CHARLESTON, W.Va. -- After a week of testimony in the most recent case against pelvic mesh manufacturers, a federal judge ruled that there wasn't enough evidence to support that the devices were defective.
Trial began last week in a case brought by women who said a particular kind of mesh used to treat stress urinary incontinence led to pain and permanent injury because of its defective design.
In their opening statements, attorneys for the companies argued plaintiffs never complained about problems until after they filed lawsuits and said the product was not defective.
In Tuesday's decision, U.S. District Judge Joseph Goodwin granted judgment in favor of pelvic mesh manufacturers and dismissed the case.

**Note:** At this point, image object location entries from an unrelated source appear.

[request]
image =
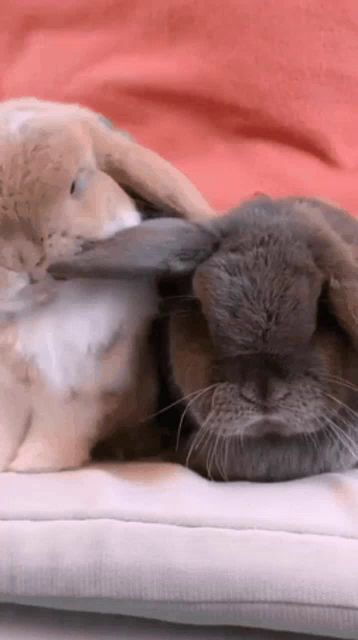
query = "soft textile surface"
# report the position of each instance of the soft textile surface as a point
(30, 623)
(158, 541)
(244, 96)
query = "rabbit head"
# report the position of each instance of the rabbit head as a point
(263, 337)
(65, 176)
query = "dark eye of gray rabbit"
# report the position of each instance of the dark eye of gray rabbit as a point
(277, 394)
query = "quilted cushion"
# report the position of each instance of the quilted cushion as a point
(259, 96)
(159, 541)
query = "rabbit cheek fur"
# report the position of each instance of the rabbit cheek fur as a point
(265, 354)
(75, 359)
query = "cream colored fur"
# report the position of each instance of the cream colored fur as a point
(74, 356)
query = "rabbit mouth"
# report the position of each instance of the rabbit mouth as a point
(267, 427)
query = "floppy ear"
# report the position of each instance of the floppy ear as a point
(336, 253)
(160, 247)
(146, 176)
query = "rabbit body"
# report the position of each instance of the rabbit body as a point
(76, 363)
(261, 347)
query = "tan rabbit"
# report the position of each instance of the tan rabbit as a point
(74, 356)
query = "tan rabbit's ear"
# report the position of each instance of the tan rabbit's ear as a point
(146, 175)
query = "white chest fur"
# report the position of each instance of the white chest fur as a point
(65, 339)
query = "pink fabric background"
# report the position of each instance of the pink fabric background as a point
(242, 95)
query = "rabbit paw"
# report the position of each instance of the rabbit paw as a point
(39, 456)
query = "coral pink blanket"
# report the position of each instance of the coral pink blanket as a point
(242, 95)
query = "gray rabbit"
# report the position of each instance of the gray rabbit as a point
(262, 336)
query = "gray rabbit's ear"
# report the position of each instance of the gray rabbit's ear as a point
(335, 248)
(160, 247)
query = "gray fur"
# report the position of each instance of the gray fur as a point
(266, 332)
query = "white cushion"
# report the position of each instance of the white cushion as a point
(158, 541)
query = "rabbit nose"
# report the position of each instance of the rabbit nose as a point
(264, 388)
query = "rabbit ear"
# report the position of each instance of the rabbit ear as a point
(146, 175)
(335, 247)
(161, 247)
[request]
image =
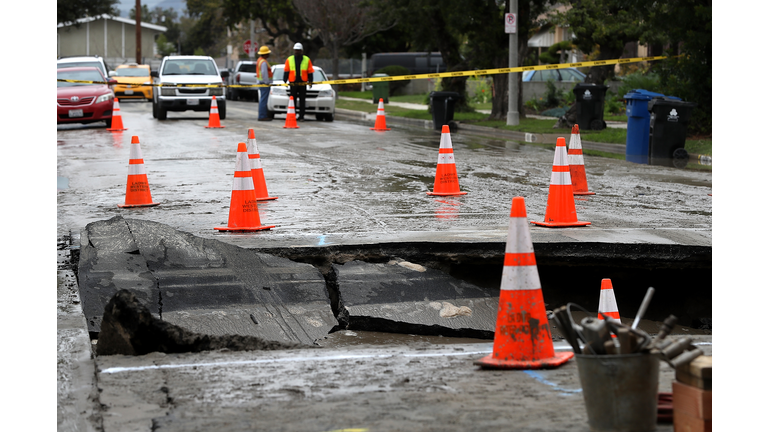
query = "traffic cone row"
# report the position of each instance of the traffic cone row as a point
(381, 118)
(213, 115)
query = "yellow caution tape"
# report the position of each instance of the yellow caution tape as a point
(480, 72)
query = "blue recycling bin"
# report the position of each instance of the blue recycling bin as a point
(639, 124)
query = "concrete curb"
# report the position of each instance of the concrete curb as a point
(511, 135)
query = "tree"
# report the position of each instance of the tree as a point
(278, 17)
(69, 11)
(685, 26)
(341, 23)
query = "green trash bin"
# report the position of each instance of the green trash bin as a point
(380, 89)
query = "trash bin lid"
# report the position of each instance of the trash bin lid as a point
(669, 101)
(640, 94)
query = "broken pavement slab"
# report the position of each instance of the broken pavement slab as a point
(403, 297)
(203, 285)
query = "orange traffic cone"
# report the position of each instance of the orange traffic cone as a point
(607, 305)
(561, 207)
(576, 163)
(259, 184)
(523, 339)
(117, 119)
(381, 118)
(446, 179)
(290, 119)
(213, 116)
(243, 210)
(137, 192)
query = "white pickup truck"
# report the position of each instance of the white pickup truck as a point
(197, 72)
(245, 74)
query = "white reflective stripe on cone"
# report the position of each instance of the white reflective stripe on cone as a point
(136, 169)
(608, 302)
(445, 158)
(243, 183)
(520, 278)
(576, 159)
(560, 179)
(518, 236)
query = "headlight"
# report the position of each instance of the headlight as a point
(105, 97)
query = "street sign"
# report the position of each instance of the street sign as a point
(510, 23)
(249, 47)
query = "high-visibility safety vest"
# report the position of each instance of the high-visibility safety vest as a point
(306, 68)
(258, 68)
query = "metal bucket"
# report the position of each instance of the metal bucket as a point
(620, 391)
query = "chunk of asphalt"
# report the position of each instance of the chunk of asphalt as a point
(208, 286)
(402, 297)
(128, 328)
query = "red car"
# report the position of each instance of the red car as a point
(83, 102)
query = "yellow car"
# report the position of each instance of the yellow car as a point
(133, 81)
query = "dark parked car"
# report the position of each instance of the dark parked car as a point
(566, 74)
(83, 102)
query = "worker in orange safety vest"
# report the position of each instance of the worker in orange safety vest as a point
(298, 73)
(264, 76)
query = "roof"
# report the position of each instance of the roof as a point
(114, 18)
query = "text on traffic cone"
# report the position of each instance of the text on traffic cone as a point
(243, 208)
(381, 118)
(561, 207)
(213, 116)
(117, 118)
(446, 179)
(523, 339)
(137, 192)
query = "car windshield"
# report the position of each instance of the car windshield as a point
(132, 72)
(91, 75)
(80, 64)
(317, 76)
(189, 67)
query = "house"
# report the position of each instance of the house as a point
(113, 38)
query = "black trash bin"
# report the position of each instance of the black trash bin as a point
(668, 128)
(442, 108)
(590, 100)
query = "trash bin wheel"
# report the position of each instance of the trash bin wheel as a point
(680, 158)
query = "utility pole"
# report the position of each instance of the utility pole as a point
(513, 117)
(138, 31)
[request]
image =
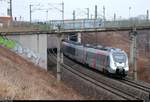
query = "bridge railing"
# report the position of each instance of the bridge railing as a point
(79, 24)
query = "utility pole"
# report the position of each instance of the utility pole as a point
(88, 14)
(30, 13)
(104, 15)
(114, 16)
(133, 52)
(11, 9)
(63, 14)
(59, 55)
(74, 15)
(147, 15)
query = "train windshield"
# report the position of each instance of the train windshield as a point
(119, 57)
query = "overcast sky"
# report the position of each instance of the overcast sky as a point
(120, 7)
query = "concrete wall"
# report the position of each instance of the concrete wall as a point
(37, 43)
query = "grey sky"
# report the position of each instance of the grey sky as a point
(120, 7)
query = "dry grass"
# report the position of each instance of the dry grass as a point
(21, 80)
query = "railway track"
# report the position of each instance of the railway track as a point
(127, 88)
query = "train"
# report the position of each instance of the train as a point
(105, 59)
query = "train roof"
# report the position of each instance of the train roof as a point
(99, 47)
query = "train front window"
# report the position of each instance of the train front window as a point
(119, 57)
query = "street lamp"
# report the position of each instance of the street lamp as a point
(129, 11)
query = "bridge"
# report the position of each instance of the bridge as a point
(39, 37)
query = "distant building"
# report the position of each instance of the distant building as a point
(5, 21)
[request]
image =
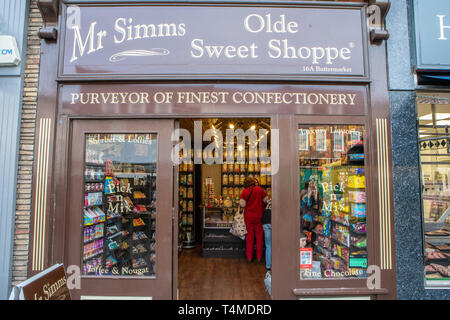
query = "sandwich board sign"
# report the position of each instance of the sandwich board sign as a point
(50, 284)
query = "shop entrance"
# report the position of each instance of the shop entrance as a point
(221, 153)
(119, 221)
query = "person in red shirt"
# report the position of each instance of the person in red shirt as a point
(253, 200)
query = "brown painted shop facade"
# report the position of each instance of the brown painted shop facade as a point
(115, 81)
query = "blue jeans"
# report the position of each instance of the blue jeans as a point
(267, 240)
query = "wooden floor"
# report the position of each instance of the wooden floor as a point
(219, 278)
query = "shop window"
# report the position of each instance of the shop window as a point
(434, 145)
(333, 241)
(119, 213)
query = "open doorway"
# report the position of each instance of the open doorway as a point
(212, 263)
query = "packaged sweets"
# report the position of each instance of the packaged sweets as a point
(263, 181)
(139, 235)
(141, 248)
(357, 182)
(138, 222)
(139, 263)
(190, 193)
(357, 196)
(262, 168)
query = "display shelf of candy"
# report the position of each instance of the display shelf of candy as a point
(143, 189)
(93, 232)
(186, 204)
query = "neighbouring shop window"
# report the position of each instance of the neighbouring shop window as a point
(333, 236)
(119, 213)
(434, 145)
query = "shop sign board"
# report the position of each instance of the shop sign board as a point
(432, 32)
(50, 284)
(306, 255)
(198, 40)
(9, 52)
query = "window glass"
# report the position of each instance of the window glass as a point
(434, 145)
(333, 238)
(119, 212)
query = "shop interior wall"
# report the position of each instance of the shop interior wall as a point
(405, 156)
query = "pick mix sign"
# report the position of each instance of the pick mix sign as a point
(214, 40)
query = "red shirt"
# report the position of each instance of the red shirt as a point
(255, 205)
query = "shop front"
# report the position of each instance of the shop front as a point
(125, 88)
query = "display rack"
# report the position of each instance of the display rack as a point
(341, 232)
(217, 239)
(186, 206)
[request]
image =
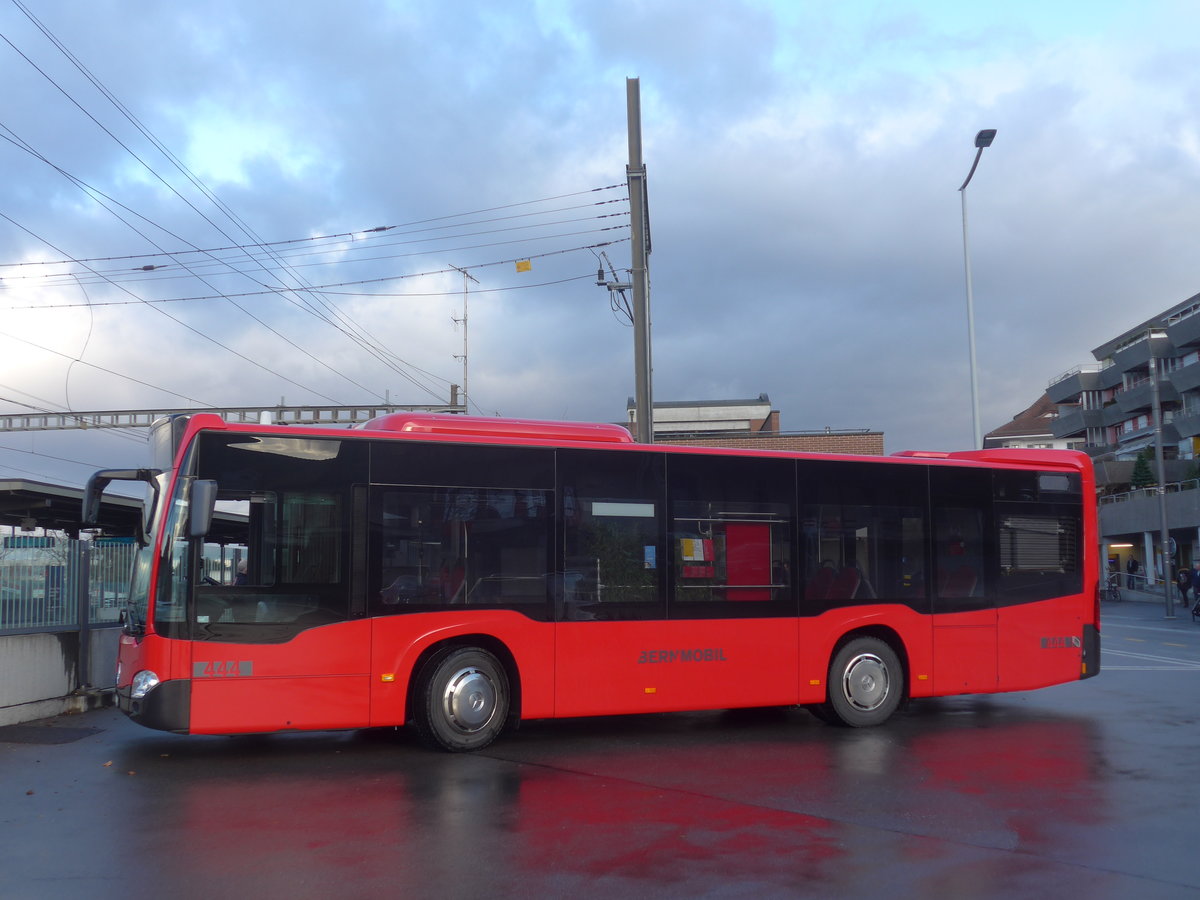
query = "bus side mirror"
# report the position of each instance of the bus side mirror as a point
(203, 503)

Carolyn Lewis, Kenneth Lewis, Augistina Brown-Singletary, Andre Singletary-Smith, Karin Harrison, Robert Harrison, Patricia Headrick, Darrell Headrick, Katie Uszler, Nick Uszler, Kelly Young and Kenneth Young originally filed the lawsuit in July 2012 in the Northern District of Texas.
According to previous reports, Lewis received surgery in 2009, where doctors implanted the TVT, or transvaginal tape. The suit alleges because of the defective design of the product, Lewis experienced pain when she emptied her bladder and during sex.
Tuesday, the last day of the civil jury trial, mesh manufacturers' attorneys made a motion for judgment, which Goodwin granted.
Shortly after, the judge excused the jurors, according to court documents.
He ruled plaintiffs did not present enough information to support a defect in the device, according to documents.